Deputy Governor of Ekiti State
- In office 16 October 2018 – 16 October 2022
- Governor: Kayode Fayemi
- Preceded by: Kolapo Olushola
- Succeeded by: Monisade Afuye

Personal details
- Born: 8 May 1944 Ado-Ekiti, Southern Region, British Nigeria (now in Ekiti State, Nigeria)
- Died: 18 March 2023 (aged 78) Ado Ekiti, Nigeria
- Party: All Progressives Congress
- Alma mater: Obafemi Awolowo University
- Occupation: Politician; lawyer;

= Bisi Egbeyemi =

Nigerian politician (1944–2023)

Otunba Bisi Egbeyemi (8 May 1944 – 18 March 2023) was a Nigerian lawyer and politician who served as deputy governor of Ekiti State from 2018 to 2022.

==Education==
Bisi Egbeyemi attended St. Saviour's Primary School, Ado-Ekiti and Holy Trinity Anglican School Ilawe-Ekiti (1958) and Baptist School, Ado-Ekiti (1959). He later attended Harding Memorial Secondary Modern School where he obtained his Modern School Certificate in 1962.

Egbeyemi studied privately while a laboratory assistant at Ekiti Parapo College, Ido-Ekiti, 1965, and when he was a bursar at Notre Dame Grammar School Usi-Ekiti from 1969 to 1972 during which he passed his West Africa School Certificate Examination as a private student and both G.C.E. 'O'Level and Advanced Level Examinations. He later attended the University of Lagos College of Education where he read Biology and Physical Education and passed with Distinction in Physical Education. He read law at the University of Ife (Now Obafemi Awolowo University) from 1977 to 1980 and was at the Nigerian Law School Victoria Island, Lagos between 1980 and 1981 where he obtained his Barrister at Law Certificate and was called to the Bar in 1981 as a Solicitor and Advocate of the Supreme Court of Nigeria.

==Career==
Early in his career as a leader, Bisi Egbeyemi was President of the Law Students Association, University of Ife in 1978–1979 session. He was appointed the Commissioner for Justice and Attorney General in Ekiti State (2002–2003) and was President of the Physical Education Students Association of the University of Lagos College of Education, Akoka Lagos (1974–1975). He was the Director of Owena Motels in Ondo State and the Director of Odua Investment Company Limited between 2010 and 2014. He contested alongside Governor Kayode Fayemi in the Ekiti Governor election in 2017 under the All Progressive Congress and they won the election. The decision of Kayode Fayemi to name him as his Deputy was met with criticism as many thought he lobbied for it. He however stated that his party chose him because they feel if his name is mentioned in Ado Ekiti and in Ekiti as a whole that people will support him. On 17 July 2020, he debunked an impeachment rumor after some news agency reported that he was going to be impeached by the Governor. He described the rumor as tissues of lies and wicked falsehood against innocent people.

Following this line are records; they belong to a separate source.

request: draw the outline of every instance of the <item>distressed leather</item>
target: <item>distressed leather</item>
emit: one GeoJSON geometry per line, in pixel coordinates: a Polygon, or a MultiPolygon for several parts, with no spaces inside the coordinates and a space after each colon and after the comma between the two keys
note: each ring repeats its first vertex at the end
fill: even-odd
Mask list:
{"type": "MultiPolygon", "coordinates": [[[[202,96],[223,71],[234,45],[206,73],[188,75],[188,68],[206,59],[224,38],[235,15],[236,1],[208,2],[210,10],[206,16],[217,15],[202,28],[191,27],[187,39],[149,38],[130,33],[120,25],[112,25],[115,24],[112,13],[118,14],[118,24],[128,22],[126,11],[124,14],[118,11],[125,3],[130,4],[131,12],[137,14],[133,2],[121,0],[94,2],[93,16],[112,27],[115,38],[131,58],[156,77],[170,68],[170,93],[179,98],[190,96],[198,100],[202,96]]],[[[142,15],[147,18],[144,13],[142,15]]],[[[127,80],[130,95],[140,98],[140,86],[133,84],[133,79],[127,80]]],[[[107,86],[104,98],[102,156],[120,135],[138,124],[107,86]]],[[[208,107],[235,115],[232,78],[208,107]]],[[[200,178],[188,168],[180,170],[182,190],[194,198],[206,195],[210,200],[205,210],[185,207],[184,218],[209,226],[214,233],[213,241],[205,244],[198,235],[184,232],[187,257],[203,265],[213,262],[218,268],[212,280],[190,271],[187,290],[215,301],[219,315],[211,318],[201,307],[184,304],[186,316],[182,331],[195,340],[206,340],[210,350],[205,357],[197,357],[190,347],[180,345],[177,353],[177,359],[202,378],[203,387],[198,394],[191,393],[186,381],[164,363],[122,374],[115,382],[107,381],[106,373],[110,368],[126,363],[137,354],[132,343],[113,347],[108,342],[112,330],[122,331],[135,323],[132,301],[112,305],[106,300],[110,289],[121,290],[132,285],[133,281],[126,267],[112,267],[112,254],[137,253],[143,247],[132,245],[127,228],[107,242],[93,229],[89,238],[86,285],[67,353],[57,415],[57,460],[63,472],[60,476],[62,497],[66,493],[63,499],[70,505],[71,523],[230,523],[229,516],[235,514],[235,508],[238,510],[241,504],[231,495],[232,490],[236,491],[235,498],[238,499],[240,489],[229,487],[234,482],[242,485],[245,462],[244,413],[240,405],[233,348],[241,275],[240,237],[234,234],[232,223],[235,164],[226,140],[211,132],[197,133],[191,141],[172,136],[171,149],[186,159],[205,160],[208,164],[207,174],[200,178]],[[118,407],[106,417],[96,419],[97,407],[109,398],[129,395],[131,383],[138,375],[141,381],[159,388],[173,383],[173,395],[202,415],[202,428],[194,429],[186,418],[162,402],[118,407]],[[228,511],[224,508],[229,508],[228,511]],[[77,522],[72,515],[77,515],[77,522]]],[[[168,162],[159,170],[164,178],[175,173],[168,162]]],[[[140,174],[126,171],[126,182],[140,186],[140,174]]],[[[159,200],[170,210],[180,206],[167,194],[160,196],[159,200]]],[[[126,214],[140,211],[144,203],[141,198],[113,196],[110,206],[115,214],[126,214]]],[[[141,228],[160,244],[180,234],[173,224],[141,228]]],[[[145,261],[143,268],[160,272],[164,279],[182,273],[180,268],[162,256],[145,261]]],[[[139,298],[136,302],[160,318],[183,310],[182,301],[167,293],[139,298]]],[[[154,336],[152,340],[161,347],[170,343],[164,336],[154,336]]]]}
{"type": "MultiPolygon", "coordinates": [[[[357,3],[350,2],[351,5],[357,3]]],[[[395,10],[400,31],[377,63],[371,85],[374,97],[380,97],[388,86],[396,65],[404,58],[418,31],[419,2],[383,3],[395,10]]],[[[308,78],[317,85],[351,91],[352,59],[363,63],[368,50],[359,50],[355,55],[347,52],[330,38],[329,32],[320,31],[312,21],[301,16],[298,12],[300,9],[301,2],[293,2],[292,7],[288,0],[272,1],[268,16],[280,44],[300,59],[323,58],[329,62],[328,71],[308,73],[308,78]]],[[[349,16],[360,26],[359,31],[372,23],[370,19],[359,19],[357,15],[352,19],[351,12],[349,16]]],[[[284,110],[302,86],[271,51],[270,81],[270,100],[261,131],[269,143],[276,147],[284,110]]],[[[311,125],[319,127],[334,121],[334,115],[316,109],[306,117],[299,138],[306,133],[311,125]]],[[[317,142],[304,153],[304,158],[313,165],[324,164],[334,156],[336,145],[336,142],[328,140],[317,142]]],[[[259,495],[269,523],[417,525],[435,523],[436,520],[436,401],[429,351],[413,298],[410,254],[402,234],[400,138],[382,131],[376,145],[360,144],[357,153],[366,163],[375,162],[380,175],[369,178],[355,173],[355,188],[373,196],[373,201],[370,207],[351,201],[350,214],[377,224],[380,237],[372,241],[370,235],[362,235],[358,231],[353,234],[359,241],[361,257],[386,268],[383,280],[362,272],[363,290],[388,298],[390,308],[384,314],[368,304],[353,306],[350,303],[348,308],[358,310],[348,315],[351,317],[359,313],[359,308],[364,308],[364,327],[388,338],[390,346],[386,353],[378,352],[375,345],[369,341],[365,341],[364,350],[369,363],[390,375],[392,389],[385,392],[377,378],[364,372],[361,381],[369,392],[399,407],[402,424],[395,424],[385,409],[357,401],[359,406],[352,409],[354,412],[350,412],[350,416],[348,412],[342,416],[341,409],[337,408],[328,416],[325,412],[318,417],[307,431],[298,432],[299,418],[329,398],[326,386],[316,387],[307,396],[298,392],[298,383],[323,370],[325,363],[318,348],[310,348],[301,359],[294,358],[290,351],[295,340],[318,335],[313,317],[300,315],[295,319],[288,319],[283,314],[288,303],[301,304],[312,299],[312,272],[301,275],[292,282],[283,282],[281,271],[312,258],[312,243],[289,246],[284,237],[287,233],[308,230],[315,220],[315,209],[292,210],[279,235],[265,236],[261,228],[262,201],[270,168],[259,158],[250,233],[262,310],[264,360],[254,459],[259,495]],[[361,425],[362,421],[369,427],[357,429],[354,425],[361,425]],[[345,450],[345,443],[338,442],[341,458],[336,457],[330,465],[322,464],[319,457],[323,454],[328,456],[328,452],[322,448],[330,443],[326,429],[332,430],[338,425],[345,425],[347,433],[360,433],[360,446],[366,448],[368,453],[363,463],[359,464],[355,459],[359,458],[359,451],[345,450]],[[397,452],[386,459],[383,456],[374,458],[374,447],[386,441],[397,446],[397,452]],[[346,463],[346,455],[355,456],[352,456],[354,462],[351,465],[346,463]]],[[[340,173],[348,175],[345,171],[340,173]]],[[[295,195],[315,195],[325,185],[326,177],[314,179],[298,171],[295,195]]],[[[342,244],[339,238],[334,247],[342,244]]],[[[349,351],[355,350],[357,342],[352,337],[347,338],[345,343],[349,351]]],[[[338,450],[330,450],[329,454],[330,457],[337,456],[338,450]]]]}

==Deputy Governor of Ekiti State==
Kayode Fayemi picked Bisi Egbeyemi as his running mate for the 2018 Ekiti State governorship election under the APC and on Sunday, 15 July 2018, Kayode Fayemi and Bisi Egbeyemi were declared the winner of the Ekiti State Governorship election. They recorded 197,459 votes to win the PDP who got 178,121. He was sworn in as the deputy governor of Ekiti State on 16 October 2018 in Ado-Ekiti, the Ekiti State Capital.